Je reviens à la famille Morrissette. Un comité a été mis sur place pour organiser une fête de famille en août. Plus de 200 personnes sont attendues. Ce comité est composé de 6 cousines et 3 cousins. La semaine dernière, nous avions un meeting chez Anne qui nous a merveilleusement bien reçus à souper. Mes deux cousins, étant absents, je me suis retrouvé seul avec six cousines.

Mon amie Lynn me disait cette semaine: «Laurent tu pourras rien décider». Cette réflexion m’a fait réfléchir. Mathématiquement, Lynn avait raison, mais moi je n’ai jamais pensé que je serais inutile dans ce comité étant en minorité, contrairement aux femmes des années 60-70 qui ne participaient pas à la vie sociale ou communautaire, sauf exception bien entendu. Il y avait bien les filles d’Isabelle, le pendant des Chevaliers de Colomb pour les hommes.

Cette rencontre avec six de mes cousines sera gravée dans ma mémoire pour toujours. Nous avons ri, nous nous sommes émus; ensemble on a parlé de nos souvenirs ; chacun de nous a appris des choses sur la famille qu’il ne savait pas. Ce soir-là, nous étions tous des descendants de la famille de Maman. «Tricoté serré». Nous ressentons de plus en plus le besoin de consacrer du temps aux gens qui nous entourent, famille comprise.

Johanne B. m’écrivait qu’«on vient d’une famille tricotée serrée et lors de nos rencontres il y a toujours un nouveau rang à tricoter».

Johanne M. écrivait que «nos parents auraient certainement aimé être avec nous. C’est d’ailleurs d’eux qu’on a appris ça!».

Denise disait que «nous ne devrions pas nécessairement attendre une occasion spéciale pour se rencontrer comme nous l’avons fait vendredi passé. C’était bon de se raconter toutes sortes d’anecdotes et d’en rire.»

Anne m’écrivait que «le bonheur de recevoir des gens que je connais, avoir été accepté tel que je suis sans préjugé, une forme sérénité à ce moment-là. J’ai ressenti de l’affection, de la joie, de la satisfaction d’avoir bien réussi ma soirée. Cet état de bien-être me poursuit encore, mon cœur est en paix quand j’y pense». Cela Anne, c’est du bonheur pur.

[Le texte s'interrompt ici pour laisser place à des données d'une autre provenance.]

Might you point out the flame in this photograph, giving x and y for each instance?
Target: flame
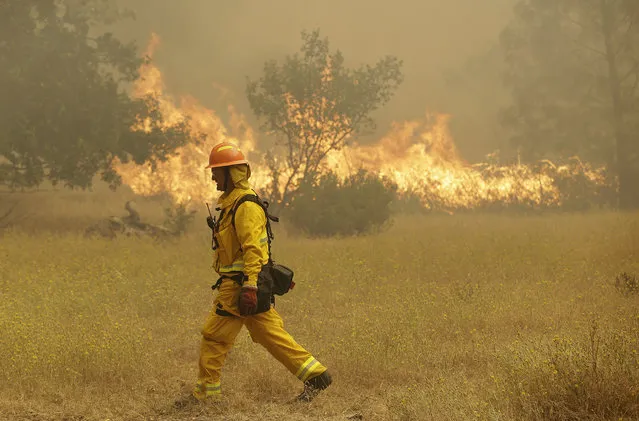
(419, 156)
(183, 175)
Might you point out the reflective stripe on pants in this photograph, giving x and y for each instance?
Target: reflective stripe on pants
(267, 329)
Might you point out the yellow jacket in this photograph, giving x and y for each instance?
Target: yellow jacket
(246, 250)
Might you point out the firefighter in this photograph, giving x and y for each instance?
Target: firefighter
(241, 249)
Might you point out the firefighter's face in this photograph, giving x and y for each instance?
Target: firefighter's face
(219, 176)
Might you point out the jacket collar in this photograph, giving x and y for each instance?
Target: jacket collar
(227, 200)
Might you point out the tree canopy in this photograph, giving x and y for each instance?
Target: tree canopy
(65, 113)
(574, 71)
(314, 104)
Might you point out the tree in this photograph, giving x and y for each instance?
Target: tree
(574, 71)
(314, 104)
(65, 114)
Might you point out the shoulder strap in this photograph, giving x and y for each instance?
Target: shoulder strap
(264, 205)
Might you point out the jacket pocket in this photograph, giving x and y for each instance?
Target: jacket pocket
(228, 246)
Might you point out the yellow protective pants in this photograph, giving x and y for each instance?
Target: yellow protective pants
(267, 329)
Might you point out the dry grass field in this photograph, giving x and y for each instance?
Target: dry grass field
(470, 317)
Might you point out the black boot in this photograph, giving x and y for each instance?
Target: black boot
(314, 386)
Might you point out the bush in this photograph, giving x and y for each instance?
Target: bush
(359, 204)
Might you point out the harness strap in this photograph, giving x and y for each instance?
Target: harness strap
(264, 205)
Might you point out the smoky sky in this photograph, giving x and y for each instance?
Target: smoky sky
(204, 43)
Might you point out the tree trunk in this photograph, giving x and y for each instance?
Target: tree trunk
(626, 163)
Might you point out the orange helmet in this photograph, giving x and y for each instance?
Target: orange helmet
(226, 154)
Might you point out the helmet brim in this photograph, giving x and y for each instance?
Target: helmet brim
(227, 164)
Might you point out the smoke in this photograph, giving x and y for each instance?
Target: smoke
(211, 44)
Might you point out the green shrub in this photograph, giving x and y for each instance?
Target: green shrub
(359, 204)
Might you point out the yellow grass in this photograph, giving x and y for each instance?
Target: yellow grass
(442, 318)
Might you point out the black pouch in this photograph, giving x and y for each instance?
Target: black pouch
(282, 279)
(273, 279)
(264, 290)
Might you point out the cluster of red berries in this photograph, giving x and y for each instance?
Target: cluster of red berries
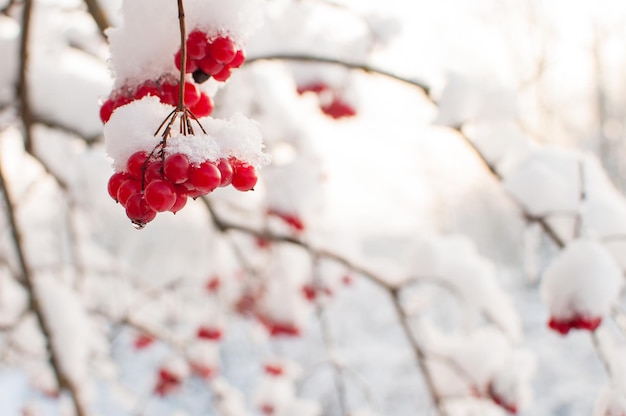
(210, 57)
(563, 326)
(200, 104)
(331, 103)
(154, 184)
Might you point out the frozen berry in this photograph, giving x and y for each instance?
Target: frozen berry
(244, 177)
(176, 168)
(205, 178)
(160, 195)
(226, 170)
(223, 50)
(126, 189)
(114, 183)
(135, 164)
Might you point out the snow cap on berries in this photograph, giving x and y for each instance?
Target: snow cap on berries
(132, 128)
(144, 45)
(583, 280)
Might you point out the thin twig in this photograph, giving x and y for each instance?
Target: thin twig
(22, 82)
(33, 302)
(98, 15)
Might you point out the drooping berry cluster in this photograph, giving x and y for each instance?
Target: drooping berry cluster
(210, 57)
(200, 104)
(152, 184)
(331, 102)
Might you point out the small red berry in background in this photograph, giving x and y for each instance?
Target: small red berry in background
(209, 333)
(143, 341)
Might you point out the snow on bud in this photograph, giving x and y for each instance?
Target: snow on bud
(548, 181)
(501, 143)
(510, 386)
(203, 358)
(228, 400)
(582, 281)
(464, 99)
(274, 393)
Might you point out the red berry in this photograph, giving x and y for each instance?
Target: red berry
(338, 108)
(560, 326)
(176, 168)
(238, 60)
(143, 341)
(226, 170)
(114, 183)
(145, 90)
(223, 50)
(106, 110)
(213, 284)
(205, 178)
(315, 87)
(181, 199)
(120, 101)
(209, 65)
(126, 189)
(138, 211)
(196, 45)
(244, 177)
(192, 94)
(309, 292)
(204, 107)
(223, 75)
(160, 195)
(154, 171)
(212, 334)
(135, 164)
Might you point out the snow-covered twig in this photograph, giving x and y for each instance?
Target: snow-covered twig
(98, 15)
(33, 301)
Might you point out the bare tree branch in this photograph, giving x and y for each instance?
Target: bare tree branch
(34, 305)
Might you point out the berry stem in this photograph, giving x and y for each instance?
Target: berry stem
(183, 56)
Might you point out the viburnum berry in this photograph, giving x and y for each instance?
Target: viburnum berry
(135, 164)
(226, 170)
(154, 171)
(563, 326)
(205, 177)
(126, 189)
(114, 183)
(176, 168)
(138, 210)
(142, 341)
(338, 108)
(107, 110)
(208, 58)
(209, 333)
(181, 199)
(160, 195)
(244, 176)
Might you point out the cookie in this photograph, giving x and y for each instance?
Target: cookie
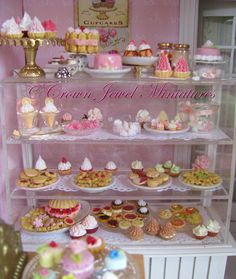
(31, 172)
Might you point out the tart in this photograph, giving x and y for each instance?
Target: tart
(178, 223)
(175, 207)
(124, 224)
(143, 212)
(130, 216)
(167, 231)
(128, 208)
(165, 214)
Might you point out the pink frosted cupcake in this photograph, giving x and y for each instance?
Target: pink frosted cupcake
(86, 165)
(111, 167)
(90, 224)
(77, 231)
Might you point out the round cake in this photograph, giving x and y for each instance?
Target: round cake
(63, 208)
(108, 61)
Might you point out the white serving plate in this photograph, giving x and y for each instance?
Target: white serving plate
(99, 73)
(84, 211)
(147, 128)
(92, 190)
(149, 189)
(139, 61)
(196, 187)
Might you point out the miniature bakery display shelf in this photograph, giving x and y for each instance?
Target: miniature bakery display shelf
(30, 46)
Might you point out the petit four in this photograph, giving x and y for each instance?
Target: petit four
(64, 167)
(131, 49)
(136, 233)
(49, 113)
(116, 260)
(40, 165)
(213, 227)
(95, 244)
(90, 224)
(152, 227)
(167, 231)
(200, 232)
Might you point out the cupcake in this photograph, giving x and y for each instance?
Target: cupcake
(40, 164)
(117, 204)
(200, 232)
(137, 167)
(174, 171)
(64, 167)
(36, 30)
(111, 167)
(143, 117)
(167, 166)
(143, 212)
(152, 227)
(50, 29)
(136, 233)
(167, 231)
(77, 231)
(213, 228)
(95, 244)
(86, 165)
(90, 224)
(49, 113)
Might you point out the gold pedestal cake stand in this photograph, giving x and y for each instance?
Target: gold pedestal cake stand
(30, 46)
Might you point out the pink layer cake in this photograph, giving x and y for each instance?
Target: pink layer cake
(108, 61)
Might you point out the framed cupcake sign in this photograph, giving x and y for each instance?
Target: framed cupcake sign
(103, 13)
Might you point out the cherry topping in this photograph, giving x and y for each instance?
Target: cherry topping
(91, 240)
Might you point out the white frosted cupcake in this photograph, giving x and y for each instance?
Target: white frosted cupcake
(86, 165)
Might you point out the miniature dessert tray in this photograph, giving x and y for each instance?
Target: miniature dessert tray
(131, 271)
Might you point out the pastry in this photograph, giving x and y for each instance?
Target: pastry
(130, 216)
(131, 49)
(138, 223)
(77, 231)
(77, 261)
(117, 204)
(165, 214)
(144, 49)
(174, 171)
(90, 224)
(63, 208)
(143, 212)
(86, 165)
(35, 29)
(111, 166)
(124, 224)
(152, 227)
(95, 244)
(167, 166)
(136, 233)
(213, 228)
(49, 113)
(163, 68)
(194, 219)
(40, 164)
(175, 207)
(128, 208)
(167, 231)
(112, 223)
(116, 260)
(200, 232)
(137, 167)
(64, 167)
(178, 223)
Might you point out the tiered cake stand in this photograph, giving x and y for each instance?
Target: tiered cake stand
(30, 46)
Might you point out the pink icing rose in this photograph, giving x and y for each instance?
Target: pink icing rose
(202, 162)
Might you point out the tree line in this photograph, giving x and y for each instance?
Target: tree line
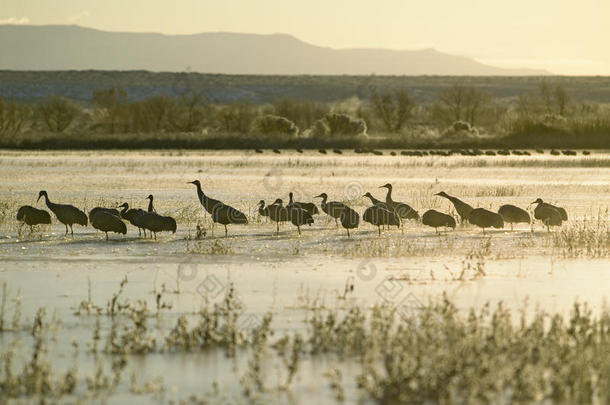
(459, 109)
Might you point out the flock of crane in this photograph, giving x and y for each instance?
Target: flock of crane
(379, 214)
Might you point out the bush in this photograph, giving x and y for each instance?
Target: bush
(274, 125)
(338, 124)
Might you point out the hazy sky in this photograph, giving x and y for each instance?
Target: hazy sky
(564, 36)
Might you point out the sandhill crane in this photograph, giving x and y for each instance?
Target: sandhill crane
(331, 208)
(32, 216)
(562, 211)
(485, 219)
(65, 213)
(375, 201)
(437, 219)
(151, 207)
(514, 215)
(107, 222)
(278, 213)
(131, 215)
(379, 216)
(155, 223)
(225, 215)
(461, 207)
(401, 209)
(311, 208)
(207, 202)
(111, 211)
(220, 212)
(297, 215)
(262, 210)
(550, 215)
(350, 219)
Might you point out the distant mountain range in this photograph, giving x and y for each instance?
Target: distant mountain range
(69, 47)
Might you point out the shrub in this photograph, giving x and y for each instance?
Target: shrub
(274, 125)
(338, 124)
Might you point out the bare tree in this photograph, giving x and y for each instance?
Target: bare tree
(460, 103)
(392, 108)
(12, 117)
(189, 112)
(112, 108)
(561, 99)
(57, 113)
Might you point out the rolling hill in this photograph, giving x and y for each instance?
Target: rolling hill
(69, 47)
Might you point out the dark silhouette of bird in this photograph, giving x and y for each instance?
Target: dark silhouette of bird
(437, 219)
(155, 223)
(131, 215)
(375, 201)
(485, 219)
(207, 202)
(461, 207)
(225, 215)
(277, 213)
(111, 211)
(514, 215)
(350, 219)
(404, 211)
(549, 214)
(379, 216)
(562, 211)
(151, 207)
(311, 208)
(65, 213)
(32, 216)
(107, 222)
(221, 213)
(262, 210)
(297, 215)
(331, 208)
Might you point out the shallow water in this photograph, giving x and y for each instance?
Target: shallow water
(284, 273)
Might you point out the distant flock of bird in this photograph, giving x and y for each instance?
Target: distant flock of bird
(448, 152)
(380, 214)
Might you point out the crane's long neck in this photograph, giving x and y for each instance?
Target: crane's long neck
(388, 197)
(323, 203)
(48, 202)
(202, 197)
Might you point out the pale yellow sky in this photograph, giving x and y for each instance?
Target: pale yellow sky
(563, 36)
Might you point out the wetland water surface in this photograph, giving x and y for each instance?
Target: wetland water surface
(285, 275)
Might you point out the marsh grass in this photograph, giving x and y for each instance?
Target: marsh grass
(433, 353)
(589, 237)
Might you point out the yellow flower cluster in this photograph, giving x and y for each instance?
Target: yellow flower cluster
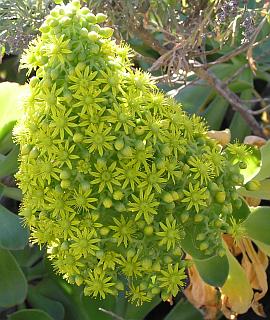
(113, 172)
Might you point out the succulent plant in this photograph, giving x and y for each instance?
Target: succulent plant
(115, 175)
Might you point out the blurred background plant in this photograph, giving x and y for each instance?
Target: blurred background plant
(213, 57)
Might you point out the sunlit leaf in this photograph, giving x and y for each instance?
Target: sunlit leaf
(265, 165)
(213, 271)
(237, 288)
(12, 234)
(257, 225)
(13, 285)
(184, 311)
(32, 314)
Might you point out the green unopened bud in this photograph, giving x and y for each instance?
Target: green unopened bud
(167, 197)
(91, 18)
(131, 253)
(156, 266)
(93, 36)
(78, 137)
(104, 231)
(65, 184)
(204, 245)
(148, 230)
(119, 144)
(198, 217)
(139, 130)
(106, 32)
(119, 286)
(101, 17)
(78, 280)
(220, 197)
(175, 195)
(184, 217)
(118, 195)
(146, 263)
(107, 203)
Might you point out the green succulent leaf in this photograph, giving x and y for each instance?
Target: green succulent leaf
(33, 314)
(237, 287)
(257, 225)
(133, 312)
(213, 271)
(13, 285)
(54, 308)
(12, 234)
(262, 246)
(253, 161)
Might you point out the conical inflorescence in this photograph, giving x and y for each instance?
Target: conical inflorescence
(113, 172)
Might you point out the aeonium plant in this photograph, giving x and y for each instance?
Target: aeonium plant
(119, 182)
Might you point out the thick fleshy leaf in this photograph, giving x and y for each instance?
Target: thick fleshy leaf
(10, 99)
(32, 314)
(262, 246)
(13, 285)
(262, 193)
(237, 288)
(253, 161)
(213, 271)
(238, 126)
(184, 311)
(265, 165)
(257, 225)
(54, 308)
(13, 235)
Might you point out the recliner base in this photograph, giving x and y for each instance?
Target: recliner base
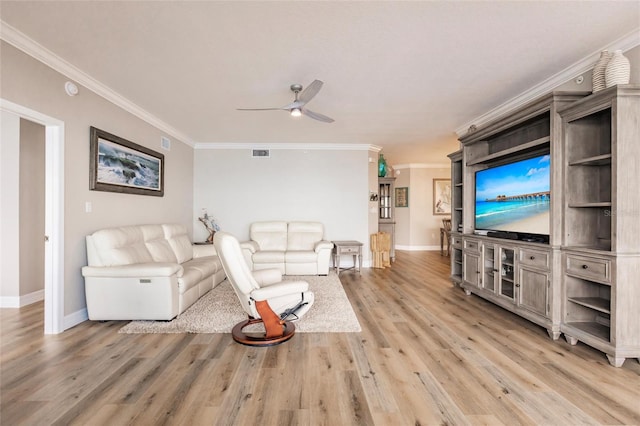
(288, 330)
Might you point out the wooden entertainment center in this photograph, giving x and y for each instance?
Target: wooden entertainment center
(584, 282)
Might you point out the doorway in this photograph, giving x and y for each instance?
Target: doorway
(54, 212)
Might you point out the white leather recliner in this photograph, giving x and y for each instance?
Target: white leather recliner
(263, 296)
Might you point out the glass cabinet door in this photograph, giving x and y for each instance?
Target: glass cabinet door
(489, 269)
(507, 287)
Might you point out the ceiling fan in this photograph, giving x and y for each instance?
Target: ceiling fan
(296, 108)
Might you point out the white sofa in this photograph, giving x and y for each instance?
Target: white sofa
(150, 272)
(295, 248)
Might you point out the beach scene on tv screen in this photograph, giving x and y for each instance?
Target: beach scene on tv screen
(514, 197)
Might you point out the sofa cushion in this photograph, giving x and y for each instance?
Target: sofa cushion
(118, 246)
(269, 235)
(301, 256)
(206, 265)
(157, 245)
(178, 239)
(268, 256)
(304, 235)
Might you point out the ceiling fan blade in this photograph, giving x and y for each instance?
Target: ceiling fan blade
(310, 91)
(292, 105)
(317, 116)
(259, 109)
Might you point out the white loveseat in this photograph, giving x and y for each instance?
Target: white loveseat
(295, 248)
(150, 272)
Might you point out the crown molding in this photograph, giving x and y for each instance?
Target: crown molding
(624, 43)
(32, 48)
(422, 166)
(290, 146)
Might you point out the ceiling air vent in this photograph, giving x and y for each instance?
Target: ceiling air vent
(260, 153)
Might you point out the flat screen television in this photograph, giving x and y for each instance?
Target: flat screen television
(513, 199)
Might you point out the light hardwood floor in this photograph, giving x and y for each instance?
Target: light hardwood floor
(427, 355)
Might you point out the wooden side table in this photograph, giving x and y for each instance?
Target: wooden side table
(347, 247)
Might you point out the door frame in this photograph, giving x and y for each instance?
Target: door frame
(54, 214)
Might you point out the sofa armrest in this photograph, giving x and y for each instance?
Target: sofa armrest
(323, 245)
(139, 270)
(280, 289)
(266, 277)
(204, 250)
(252, 246)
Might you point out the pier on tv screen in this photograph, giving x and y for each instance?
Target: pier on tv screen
(514, 197)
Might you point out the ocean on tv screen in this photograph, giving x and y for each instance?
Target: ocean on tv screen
(514, 197)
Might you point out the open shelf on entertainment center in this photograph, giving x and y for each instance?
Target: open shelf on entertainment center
(522, 149)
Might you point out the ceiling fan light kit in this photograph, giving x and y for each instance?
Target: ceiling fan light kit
(302, 97)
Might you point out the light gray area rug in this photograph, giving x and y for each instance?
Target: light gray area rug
(219, 310)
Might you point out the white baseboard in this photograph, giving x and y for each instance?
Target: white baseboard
(418, 248)
(75, 319)
(20, 301)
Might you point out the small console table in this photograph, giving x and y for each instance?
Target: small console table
(347, 247)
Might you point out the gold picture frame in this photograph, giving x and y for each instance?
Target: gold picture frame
(441, 197)
(402, 197)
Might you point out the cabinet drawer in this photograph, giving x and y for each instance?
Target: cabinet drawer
(472, 245)
(589, 268)
(536, 258)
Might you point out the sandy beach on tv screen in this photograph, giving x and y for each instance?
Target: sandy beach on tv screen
(538, 224)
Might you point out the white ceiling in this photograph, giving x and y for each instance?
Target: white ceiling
(400, 75)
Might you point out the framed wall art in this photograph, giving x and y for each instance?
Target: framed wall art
(402, 197)
(442, 196)
(118, 165)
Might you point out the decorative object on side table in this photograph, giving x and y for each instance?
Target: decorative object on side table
(382, 166)
(211, 225)
(599, 69)
(618, 70)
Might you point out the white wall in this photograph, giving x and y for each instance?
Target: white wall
(329, 186)
(33, 85)
(9, 198)
(32, 200)
(417, 228)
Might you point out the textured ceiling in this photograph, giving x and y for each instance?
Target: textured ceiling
(400, 75)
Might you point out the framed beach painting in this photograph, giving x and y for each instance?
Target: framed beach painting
(442, 196)
(118, 165)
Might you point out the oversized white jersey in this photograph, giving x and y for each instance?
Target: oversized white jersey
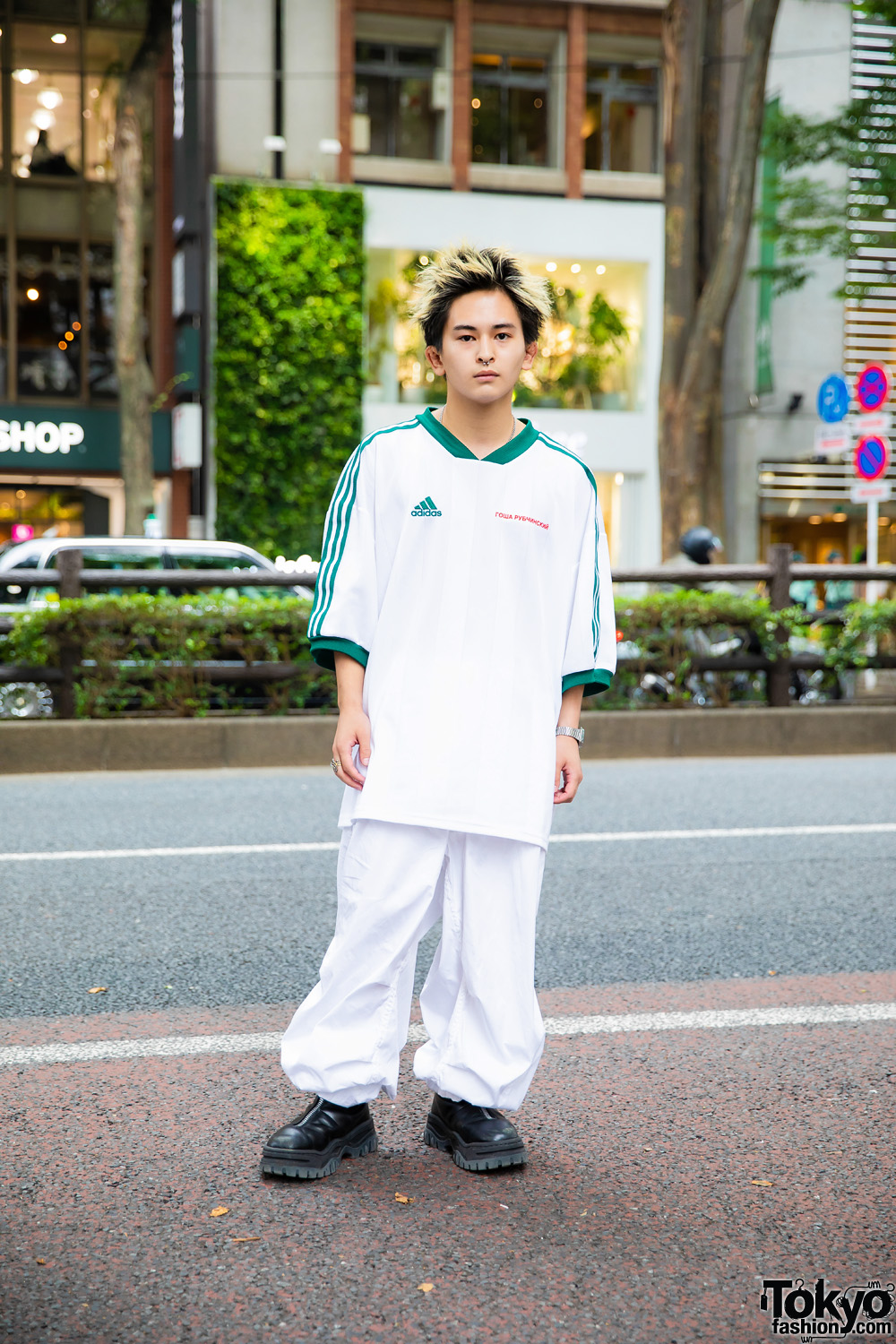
(474, 591)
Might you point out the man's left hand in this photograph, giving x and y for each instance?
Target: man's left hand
(567, 777)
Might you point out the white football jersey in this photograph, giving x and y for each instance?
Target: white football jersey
(474, 591)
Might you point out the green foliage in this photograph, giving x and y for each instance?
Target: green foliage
(288, 360)
(145, 653)
(863, 626)
(152, 653)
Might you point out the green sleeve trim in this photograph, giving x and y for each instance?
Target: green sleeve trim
(324, 650)
(594, 682)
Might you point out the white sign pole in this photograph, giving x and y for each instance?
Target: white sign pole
(871, 547)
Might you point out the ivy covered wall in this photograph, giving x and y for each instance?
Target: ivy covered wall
(288, 359)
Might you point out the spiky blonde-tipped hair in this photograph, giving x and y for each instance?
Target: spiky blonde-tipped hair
(461, 271)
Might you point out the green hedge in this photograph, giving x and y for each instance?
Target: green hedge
(288, 359)
(147, 653)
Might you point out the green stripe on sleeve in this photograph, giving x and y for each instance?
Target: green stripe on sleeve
(594, 682)
(324, 650)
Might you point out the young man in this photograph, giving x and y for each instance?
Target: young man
(465, 602)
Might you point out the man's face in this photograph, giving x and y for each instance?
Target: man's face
(482, 347)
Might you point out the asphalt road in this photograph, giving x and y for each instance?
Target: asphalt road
(228, 929)
(670, 1169)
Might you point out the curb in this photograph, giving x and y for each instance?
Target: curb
(31, 747)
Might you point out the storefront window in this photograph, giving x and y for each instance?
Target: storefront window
(511, 97)
(50, 319)
(66, 10)
(101, 306)
(621, 118)
(109, 54)
(394, 115)
(46, 101)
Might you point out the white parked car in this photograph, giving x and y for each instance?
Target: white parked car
(29, 699)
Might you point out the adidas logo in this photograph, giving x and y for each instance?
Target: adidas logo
(426, 508)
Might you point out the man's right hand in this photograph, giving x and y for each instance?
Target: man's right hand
(354, 728)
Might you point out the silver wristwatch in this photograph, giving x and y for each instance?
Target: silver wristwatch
(571, 733)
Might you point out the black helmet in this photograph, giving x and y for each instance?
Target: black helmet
(699, 543)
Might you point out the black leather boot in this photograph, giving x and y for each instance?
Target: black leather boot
(478, 1139)
(316, 1142)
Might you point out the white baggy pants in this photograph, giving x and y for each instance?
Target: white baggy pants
(478, 1002)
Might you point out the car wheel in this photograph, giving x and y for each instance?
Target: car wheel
(26, 701)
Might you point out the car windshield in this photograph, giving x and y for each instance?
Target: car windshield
(13, 591)
(234, 561)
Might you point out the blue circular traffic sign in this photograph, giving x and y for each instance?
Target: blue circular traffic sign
(871, 457)
(872, 387)
(833, 398)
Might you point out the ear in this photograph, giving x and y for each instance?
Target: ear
(435, 360)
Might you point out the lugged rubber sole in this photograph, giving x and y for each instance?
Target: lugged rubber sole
(485, 1163)
(282, 1166)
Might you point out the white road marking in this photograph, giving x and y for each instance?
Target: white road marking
(576, 838)
(263, 1042)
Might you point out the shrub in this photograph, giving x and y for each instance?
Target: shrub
(288, 359)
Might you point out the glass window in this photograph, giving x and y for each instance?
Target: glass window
(50, 325)
(109, 54)
(46, 101)
(509, 118)
(101, 308)
(117, 11)
(66, 10)
(225, 561)
(394, 101)
(11, 591)
(621, 118)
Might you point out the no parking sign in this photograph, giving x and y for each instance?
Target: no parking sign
(871, 457)
(872, 387)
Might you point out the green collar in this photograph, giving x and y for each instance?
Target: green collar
(517, 445)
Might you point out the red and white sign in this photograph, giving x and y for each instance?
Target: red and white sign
(866, 492)
(831, 440)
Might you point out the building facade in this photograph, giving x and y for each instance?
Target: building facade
(780, 351)
(59, 470)
(530, 125)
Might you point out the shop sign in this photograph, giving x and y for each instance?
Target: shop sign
(39, 435)
(83, 440)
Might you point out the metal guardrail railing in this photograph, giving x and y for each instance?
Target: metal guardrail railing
(70, 581)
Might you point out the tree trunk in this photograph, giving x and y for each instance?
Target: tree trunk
(694, 323)
(683, 46)
(136, 387)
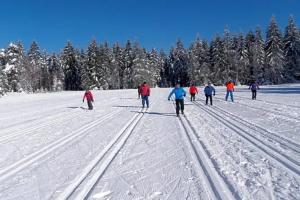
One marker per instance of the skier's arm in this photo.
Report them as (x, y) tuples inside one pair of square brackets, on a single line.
[(170, 94), (92, 97)]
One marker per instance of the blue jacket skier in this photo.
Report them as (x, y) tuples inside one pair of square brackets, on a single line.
[(180, 93), (209, 90)]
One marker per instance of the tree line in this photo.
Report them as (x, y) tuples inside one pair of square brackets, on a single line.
[(242, 58)]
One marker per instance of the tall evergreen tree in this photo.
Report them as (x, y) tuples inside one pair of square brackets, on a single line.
[(180, 64), (274, 54), (72, 71), (119, 64), (292, 50), (249, 74), (258, 57), (218, 61), (55, 73), (14, 56)]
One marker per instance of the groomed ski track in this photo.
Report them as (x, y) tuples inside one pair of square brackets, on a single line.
[(121, 151)]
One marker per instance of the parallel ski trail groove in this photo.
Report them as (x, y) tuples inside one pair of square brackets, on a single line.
[(34, 126), (90, 176), (268, 150), (288, 117), (22, 164), (269, 102), (214, 183), (273, 136)]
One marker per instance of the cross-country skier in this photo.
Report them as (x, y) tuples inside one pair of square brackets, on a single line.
[(89, 98), (145, 93), (254, 87), (230, 90), (179, 98), (209, 90), (139, 91), (193, 92)]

Diane m’envoyait une note dans laquelle elle écrivait «avoir passé une très belle soirée et que c’était super et que ça lui manquait des rencontres comme ça entre cousins-cousines».

Carmen m’a déclaré que ces rencontres entre cousines et cousins, c’était dans la continuité des dimanches où ses parents nous recevaient tous à leur chalet du petit Lac Magog.

Des familles comme ça au Québec, il y en a des milliers et des milliers. Ce qu’il faut c’est se le rappeler, se le dire, se rencontrer et surtout en parler à nos enfants. Nos enfants ne connaissent pas notre passé, et pourtant ils sont le résultat de ce que nous sommes.

Je termine sur cette note quelque peu humoristique. Vous ne savez peut-être pas, mais le mariage entre cousines et cousins est permis par la Loi et par l’Église. Personnellement, moi, il y a longtemps que je savais cela.